From: Keith Miller (
Date: Sun Dec 01 2002 - 21:16:01 EST

  • Next message: Robert Schneider: "The James Ossuary"

    >> This week's "helpful YEC missive" from AIG says:
    >> "Q: Doesn't it take millions of years for coral reefs to form?
    >> A: If Noah's Flood occurred only about 4,500 years ago, as the Bible
    >> indicates, then the coral reefs, such as the famous Great Barrier
    >> Reef in
    >> Australia, must be less than 4,500 years old.
    >> At one of the the Barrier Reef's underwater observatories great
    >> clumps of
    >> coral are already growing on the large anchor chains! This has
    >> certainly
    >> not taken millions of years.
    >> Also, there's some fascinating research on coral growth conducted by
    >> Australian scientists. They found that the average growth of certain
    >> corals was over a half an inch per year. Now, the deepest part of
    >> the
    >> Great Barrier Reef is around 180 feet. At this growth rate, the
    >> entire
    >> reef could be explained in less than four thousand years--which fits
    >> the
    >> Biblical date of the Flood!"
    >> Anyone know the obvious answer to this one?
    >> Burgy

    There are a multitude of easy answers.
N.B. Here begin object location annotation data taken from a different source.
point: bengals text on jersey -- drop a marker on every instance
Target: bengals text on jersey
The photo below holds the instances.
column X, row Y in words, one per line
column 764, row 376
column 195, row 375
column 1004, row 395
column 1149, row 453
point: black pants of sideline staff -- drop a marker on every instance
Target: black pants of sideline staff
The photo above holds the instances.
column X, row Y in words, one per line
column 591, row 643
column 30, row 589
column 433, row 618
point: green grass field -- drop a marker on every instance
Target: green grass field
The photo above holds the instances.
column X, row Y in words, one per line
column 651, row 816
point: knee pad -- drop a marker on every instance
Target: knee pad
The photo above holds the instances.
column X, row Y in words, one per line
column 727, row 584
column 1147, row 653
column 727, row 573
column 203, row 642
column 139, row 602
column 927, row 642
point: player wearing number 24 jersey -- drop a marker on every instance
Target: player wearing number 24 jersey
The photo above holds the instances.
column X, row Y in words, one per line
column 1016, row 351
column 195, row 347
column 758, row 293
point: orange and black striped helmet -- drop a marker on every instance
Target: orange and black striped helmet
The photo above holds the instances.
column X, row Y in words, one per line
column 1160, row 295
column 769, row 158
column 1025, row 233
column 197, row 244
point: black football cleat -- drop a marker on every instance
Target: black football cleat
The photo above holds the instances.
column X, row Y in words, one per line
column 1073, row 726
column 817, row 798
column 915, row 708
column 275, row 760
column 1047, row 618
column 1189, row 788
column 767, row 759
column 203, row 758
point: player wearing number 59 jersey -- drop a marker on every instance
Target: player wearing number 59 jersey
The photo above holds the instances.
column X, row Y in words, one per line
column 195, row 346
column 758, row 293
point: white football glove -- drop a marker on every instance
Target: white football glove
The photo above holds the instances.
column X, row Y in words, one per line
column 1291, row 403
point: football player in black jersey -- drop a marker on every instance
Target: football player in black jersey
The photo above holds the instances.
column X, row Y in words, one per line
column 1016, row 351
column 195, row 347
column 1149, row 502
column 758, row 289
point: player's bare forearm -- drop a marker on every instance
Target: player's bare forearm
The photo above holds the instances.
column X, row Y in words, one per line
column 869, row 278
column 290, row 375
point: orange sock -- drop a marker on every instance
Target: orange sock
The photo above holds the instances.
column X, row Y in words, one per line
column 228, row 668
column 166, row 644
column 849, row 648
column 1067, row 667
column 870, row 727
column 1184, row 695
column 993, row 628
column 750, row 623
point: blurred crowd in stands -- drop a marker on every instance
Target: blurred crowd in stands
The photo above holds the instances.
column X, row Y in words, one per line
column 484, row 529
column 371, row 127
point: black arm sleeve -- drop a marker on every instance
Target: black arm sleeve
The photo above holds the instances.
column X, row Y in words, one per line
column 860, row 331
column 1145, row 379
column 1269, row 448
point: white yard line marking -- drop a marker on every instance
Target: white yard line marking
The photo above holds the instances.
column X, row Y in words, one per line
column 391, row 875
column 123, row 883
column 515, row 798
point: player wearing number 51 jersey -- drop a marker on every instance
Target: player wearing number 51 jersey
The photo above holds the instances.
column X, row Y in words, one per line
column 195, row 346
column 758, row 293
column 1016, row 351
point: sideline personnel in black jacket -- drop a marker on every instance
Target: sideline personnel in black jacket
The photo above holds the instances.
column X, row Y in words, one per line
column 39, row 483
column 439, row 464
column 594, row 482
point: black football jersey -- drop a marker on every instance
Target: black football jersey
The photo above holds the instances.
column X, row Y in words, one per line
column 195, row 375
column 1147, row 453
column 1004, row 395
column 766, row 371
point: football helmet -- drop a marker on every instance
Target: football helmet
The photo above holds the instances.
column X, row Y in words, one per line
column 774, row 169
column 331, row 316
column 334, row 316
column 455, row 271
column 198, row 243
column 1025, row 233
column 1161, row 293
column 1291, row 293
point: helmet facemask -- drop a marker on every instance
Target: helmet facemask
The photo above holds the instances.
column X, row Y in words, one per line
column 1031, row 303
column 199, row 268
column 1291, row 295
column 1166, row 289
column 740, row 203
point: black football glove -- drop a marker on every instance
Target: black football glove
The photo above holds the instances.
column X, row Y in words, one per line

    This type of argument is the same as those that quote modern rapid
    depositional rates as though they support a young Earth.

    Existing coral reef atolls have thicknesses up to 1,400 meters. Given
    the above estimate of coral growth rate, this would be equivalent to
    140,000 years. Now the actual upward growth rate of a coral reef much
    less than this. The accumulation of reef rock is largely controlled by
    relative sealevel rise because corals cannot actively grow above
    sealevel. That means that long term accretion rates are a function of
    sealevel rise or reef subsidence. Furthermore, coral reefs are high
    destructive environments (due to both biological and physical agents)
    in which the rate of new skeletal growth is typically balanced by

    The base of the Eniwetok atoll has been dated to the upper Eocene.

    In addition to the above, fossil reef deposits occur throughout the
    fossil record (into the Precambrian if you count thick stromatolitic
    deposits). Some of these are hundreds of meters thick.